En el tablero de la alta política internacional, la reciente formalización del acuerdo de libre comercio entre la Unión Europea (UE) y el Mercosur en enero de 2026 marca un punto de inflexión que trasciende el intercambio de aranceles por manufacturas. Este pacto no es simplemente un tratado comercial; es una maniobra de autonomía estratégica que erosiona sistemáticamente la hegemonía de Estados Unidos en su zona de influencia histórica. Al consolidar un bloque económico que abarca a más de 700 millones de personas y representa aproximadamente el 20% del PIB global, Bruselas y el Cono Sur han diseñado una válvula de escape frente a la volatilidad proteccionista de Washington, posicionando a la región no como un satélite hemisférico, sino como un pivote intercontinental.

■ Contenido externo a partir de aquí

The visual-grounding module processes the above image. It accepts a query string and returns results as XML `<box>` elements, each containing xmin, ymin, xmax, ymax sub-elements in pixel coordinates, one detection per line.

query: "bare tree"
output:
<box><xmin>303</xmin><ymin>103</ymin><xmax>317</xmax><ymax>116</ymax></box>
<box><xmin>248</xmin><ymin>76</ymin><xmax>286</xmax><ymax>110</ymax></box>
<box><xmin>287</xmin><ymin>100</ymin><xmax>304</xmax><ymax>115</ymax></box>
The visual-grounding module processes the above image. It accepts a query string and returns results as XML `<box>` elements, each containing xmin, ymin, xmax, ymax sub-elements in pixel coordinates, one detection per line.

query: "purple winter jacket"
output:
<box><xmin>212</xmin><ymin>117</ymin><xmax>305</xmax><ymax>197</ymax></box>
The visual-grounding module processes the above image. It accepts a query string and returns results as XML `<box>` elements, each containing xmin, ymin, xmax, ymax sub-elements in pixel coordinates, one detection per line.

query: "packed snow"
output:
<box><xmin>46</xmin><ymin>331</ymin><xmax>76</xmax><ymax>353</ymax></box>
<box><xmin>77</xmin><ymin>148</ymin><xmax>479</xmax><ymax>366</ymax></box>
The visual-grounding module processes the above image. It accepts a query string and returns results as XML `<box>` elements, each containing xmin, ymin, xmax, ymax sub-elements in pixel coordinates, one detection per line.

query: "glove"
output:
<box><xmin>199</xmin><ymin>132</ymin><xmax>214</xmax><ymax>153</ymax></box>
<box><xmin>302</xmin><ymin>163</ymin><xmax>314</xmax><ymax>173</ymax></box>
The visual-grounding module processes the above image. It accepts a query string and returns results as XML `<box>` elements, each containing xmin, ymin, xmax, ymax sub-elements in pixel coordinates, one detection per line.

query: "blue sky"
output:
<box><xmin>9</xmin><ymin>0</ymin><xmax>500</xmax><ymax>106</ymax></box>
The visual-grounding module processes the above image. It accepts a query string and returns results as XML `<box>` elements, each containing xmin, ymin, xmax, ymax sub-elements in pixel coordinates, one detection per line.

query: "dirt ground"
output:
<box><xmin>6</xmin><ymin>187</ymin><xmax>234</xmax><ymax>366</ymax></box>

​La pérdida de terreno para Estados Unidos es técnica y estructural. Mientras la administración estadounidense se ha replegado hacia un bilateralismo transaccional y el uso de aranceles como herramienta de presión, la UE ha logrado codificar normas, estándares fitosanitarios y reglas de origen en el corazón de Sudamérica. Esta "exportación normativa" europea desplaza a las empresas estadounidenses, que ahora enfrentan barreras técnicas en mercados donde antes imperaba el estándar americano. El acceso preferencial a materias primas críticas —litio, cobre y tierras raras— asegura a la industria europea la transición energética, dejando a los proveedores de EE. UU. en una posición de desventaja competitiva en la carrera por la descarbonización global.
​En este escenario, Brasil emerge como el gran catalizador de una arquitectura de poder multipolar. Bajo el paraguas de un Mercosur revitalizado, Brasilia utiliza su doble pertenencia al bloque regional y al grupo BRICS+ para actuar como un "Estado puente". Esta posición permite a China ganar un terreno estratégico sin precedentes: a través de inversiones en infraestructura logística en territorio brasileño, el gigante asiático logra triangular su excedente industrial hacia mercados europeos bajo las ventajas del nuevo acuerdo, eludiendo las restricciones directas impuestas por Washington. La relación sino-brasileña transforma al Mercosur en un laboratorio de integración donde el capital chino financia la plataforma que conectará las exportaciones sudamericanas con los puertos de Róterdam y Hamburgo.
​La visión a futuro sugiere un efecto dominó que podría culminar en un sistema de "uniones concéntricas". La potencial convergencia del Mercosur con potencias como India y Rusia, mediada por la coordinación dentro del BRICS+, plantea la creación de un mercado transperiférico que ignore el dólar como moneda de reserva única. Este alineamiento no busca la confrontación directa, sino la obsolescencia de los mecanismos de control tradicionales de Estados Unidos. Con India expandiendo su Acuerdo de Preferencias Comerciales con el bloque y Rusia buscando rutas alternativas para sus energéticos a través de asociaciones técnicas en el Atlántico Sur, la periferia global está dejando de serlo para convertirse en el nuevo centro de gravedad, dejando a la diplomacia comercial estadounidense en una búsqueda desesperada por la relevancia en un mundo que ya no espera sus directrices.